Mañueco y Cs se salvan por los pelos, pierde Tudanca y algun@ en el PSOE da saltos de campana

22 marzo, 2021 19:38

Casi como en Murcia. Dura prueba a la que se ha visto arrastrado Ciudadanos en la moción de censura formulada por el PSOE que hoy ha fracasado en Castilla y León, y que ha situado a la formación liberal en el disparadero, sometida durante estos días a una salvaje presión y a tentaciones diversas. Su apoyo era condición sine qua non para un cambio de rumbo en el gobierno regional. Como bien reconoció Francisco Igea esta mañana en el parlamento, esta moción de censura no iba contra el PP, sino contra Ciudadanos. Y de hecho, de haberse consumado, Arrimadas quedaría al borde del abismo y abocada incluso a la dimisión. Y de hecho, la duda y la desconfianza han roto algo más que la unidad de un partido que ya no es el mismo, tras pasar por el potro de tortura.

Cierto es que Inés Arrimadas había dado instrucciones para mantener el pacto de gobierno con el Partido Popular en Castilla y León. Pero la debilidad de la lideresa es más que evidente, con una autoridad socavada por las numerosas bajas que en la última semana se han sucedido como un doloroso rosario desde Murcia a Madrid. Su situación es la de un partido en descomposición que se presta a la oportunidad para quienes buscan acomodo a uno y otro lado de la formación. En estas circunstancias, la palabra dada por Inés a Mañueco era un brindis al sol. ¿Acaso queda partido?
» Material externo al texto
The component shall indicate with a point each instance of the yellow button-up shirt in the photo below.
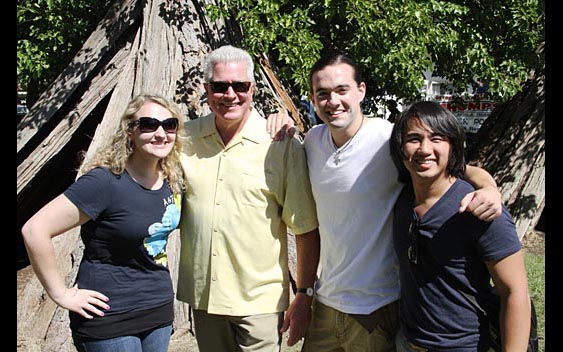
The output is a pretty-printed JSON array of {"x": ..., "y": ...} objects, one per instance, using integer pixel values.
[{"x": 233, "y": 257}]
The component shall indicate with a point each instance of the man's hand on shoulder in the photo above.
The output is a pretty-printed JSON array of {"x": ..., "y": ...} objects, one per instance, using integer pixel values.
[
  {"x": 485, "y": 203},
  {"x": 278, "y": 124}
]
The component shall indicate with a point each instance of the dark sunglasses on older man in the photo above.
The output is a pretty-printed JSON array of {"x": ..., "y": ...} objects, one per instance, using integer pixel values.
[
  {"x": 150, "y": 124},
  {"x": 222, "y": 87}
]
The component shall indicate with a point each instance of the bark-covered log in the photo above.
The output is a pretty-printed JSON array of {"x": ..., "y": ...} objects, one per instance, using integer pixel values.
[{"x": 511, "y": 146}]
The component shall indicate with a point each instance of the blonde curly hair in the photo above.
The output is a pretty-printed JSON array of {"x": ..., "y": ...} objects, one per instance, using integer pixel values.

¿Y si Inés Arrimadas hubiera ordenado justo lo contrario, apoyar al PSOE? Le preguntamos a Francisco Igea. “No creo que nadie lo hubiera planteado”, ataja. Lo que nos lleva a pensar que si Ciudadanos ha votado en Castilla y León en bloque en contra de la moción se debe no tanto a la orden de Arrimadas como a la convicción personal de los de procuradores de Ciudadanos, que han tomado su propia decisión o que se encuentran a gusto en el gobierno regional con el Partido Popular.
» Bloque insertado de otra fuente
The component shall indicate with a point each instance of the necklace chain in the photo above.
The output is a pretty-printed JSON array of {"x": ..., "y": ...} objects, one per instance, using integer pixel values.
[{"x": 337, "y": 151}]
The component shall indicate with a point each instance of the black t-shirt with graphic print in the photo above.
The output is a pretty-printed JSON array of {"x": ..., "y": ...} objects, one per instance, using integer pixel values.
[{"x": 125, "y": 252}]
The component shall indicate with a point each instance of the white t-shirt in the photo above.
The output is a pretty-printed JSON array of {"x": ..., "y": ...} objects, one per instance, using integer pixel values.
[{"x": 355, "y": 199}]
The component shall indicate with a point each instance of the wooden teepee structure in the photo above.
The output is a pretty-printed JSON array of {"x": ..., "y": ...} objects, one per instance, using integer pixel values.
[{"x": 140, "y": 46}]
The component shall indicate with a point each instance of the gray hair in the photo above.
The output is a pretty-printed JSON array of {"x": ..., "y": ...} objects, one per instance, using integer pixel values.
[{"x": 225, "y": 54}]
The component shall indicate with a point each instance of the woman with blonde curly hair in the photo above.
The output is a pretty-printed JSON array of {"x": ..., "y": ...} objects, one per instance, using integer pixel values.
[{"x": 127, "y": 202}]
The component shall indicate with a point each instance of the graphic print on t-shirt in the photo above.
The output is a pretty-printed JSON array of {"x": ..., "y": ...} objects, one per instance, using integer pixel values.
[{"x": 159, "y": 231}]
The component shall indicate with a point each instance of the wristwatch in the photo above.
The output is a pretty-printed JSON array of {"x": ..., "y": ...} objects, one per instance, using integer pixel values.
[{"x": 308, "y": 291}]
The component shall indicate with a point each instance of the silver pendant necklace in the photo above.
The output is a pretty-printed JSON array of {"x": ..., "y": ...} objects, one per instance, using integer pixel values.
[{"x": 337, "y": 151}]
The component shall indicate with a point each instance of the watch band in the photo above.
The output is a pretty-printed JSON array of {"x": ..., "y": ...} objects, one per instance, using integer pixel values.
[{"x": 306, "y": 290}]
Aunque la moción de Luis Tudanca haya fracasado, la intentona le ha salido cara a la coalición, que pierde la mayoría absoluta tras la salida de Ciudadanos de María Montero, quien se ha quedado sola tras dar el paso, probablemente convencida de que su marcha abriría el camino a algún compañero más. Se equivocó. El papel que desempeñará esta procuradora en lo sucesivo está aún por ver. Así pues, este 22 de marzo marcará un punto de inflexión para una coalición hoy un poco más débil que ayer. De aquí a las próximas elecciones de 2023 los procuradores de Ciudadanos en Castilla y León pueden verse en la obligación de elegir entre un futuro en la política o acabar su vida pública como mero vestigio de aquello que fue una vez el más ambicioso sueño de partido de centro desde la UCD y el CDS, el sueño de Ciudadanos.
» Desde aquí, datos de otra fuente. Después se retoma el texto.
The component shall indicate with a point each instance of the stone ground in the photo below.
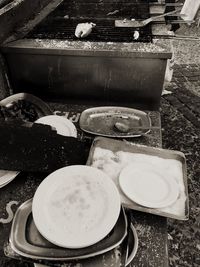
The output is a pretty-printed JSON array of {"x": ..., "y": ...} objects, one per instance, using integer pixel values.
[{"x": 180, "y": 116}]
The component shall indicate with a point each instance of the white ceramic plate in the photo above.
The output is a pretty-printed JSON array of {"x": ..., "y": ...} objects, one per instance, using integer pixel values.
[
  {"x": 147, "y": 186},
  {"x": 6, "y": 177},
  {"x": 62, "y": 125},
  {"x": 76, "y": 206}
]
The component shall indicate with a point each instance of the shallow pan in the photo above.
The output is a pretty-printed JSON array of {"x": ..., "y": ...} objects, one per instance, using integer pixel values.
[
  {"x": 109, "y": 162},
  {"x": 117, "y": 122},
  {"x": 27, "y": 241}
]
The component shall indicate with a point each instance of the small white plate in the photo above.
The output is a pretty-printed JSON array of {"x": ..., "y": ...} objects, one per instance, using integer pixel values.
[
  {"x": 6, "y": 177},
  {"x": 76, "y": 206},
  {"x": 147, "y": 186},
  {"x": 62, "y": 125}
]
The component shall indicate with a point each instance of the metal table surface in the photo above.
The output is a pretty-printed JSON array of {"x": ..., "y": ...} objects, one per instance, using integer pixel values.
[{"x": 151, "y": 229}]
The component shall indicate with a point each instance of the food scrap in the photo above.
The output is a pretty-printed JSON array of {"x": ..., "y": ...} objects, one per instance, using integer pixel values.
[
  {"x": 113, "y": 12},
  {"x": 84, "y": 29},
  {"x": 136, "y": 35}
]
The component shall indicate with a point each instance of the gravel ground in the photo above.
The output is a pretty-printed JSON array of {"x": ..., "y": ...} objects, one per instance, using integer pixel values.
[{"x": 180, "y": 115}]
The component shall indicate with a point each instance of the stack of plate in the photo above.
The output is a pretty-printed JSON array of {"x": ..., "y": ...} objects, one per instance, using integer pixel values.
[{"x": 75, "y": 214}]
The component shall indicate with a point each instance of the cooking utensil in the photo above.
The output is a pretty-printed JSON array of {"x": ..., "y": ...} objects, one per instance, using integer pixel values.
[
  {"x": 141, "y": 23},
  {"x": 29, "y": 243},
  {"x": 76, "y": 206},
  {"x": 112, "y": 155},
  {"x": 118, "y": 122}
]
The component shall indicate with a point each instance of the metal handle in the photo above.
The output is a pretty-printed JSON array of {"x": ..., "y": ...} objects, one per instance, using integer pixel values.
[
  {"x": 135, "y": 247},
  {"x": 163, "y": 15}
]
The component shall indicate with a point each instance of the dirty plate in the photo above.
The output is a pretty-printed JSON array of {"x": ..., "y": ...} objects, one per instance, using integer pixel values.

Y después del espectáculo cabe preguntarse: ¿a alguien ha beneficiado la moción? Para el PP se salda con el mal trago de sufrir la primera moción de censura de la historia de Castilla y León; para C´s, la fractura y la desconfianza; para Tudanca, la moción de censura era un arma de doble filo. Si la ganas, te consagra como líder del partido, pero si la pierdes puede acabar con tu carrera política. Hay demasiados ojos en el PSOECyL anhelando su sillón. Tudanca ha perdido, sí, lanzado a los leones por los estrategas de Moncloa y el paso atrás de algunos procuradores de Cs. Ha hecho de la adversidad virtud mientras otros acaso estén dando saltos de campana.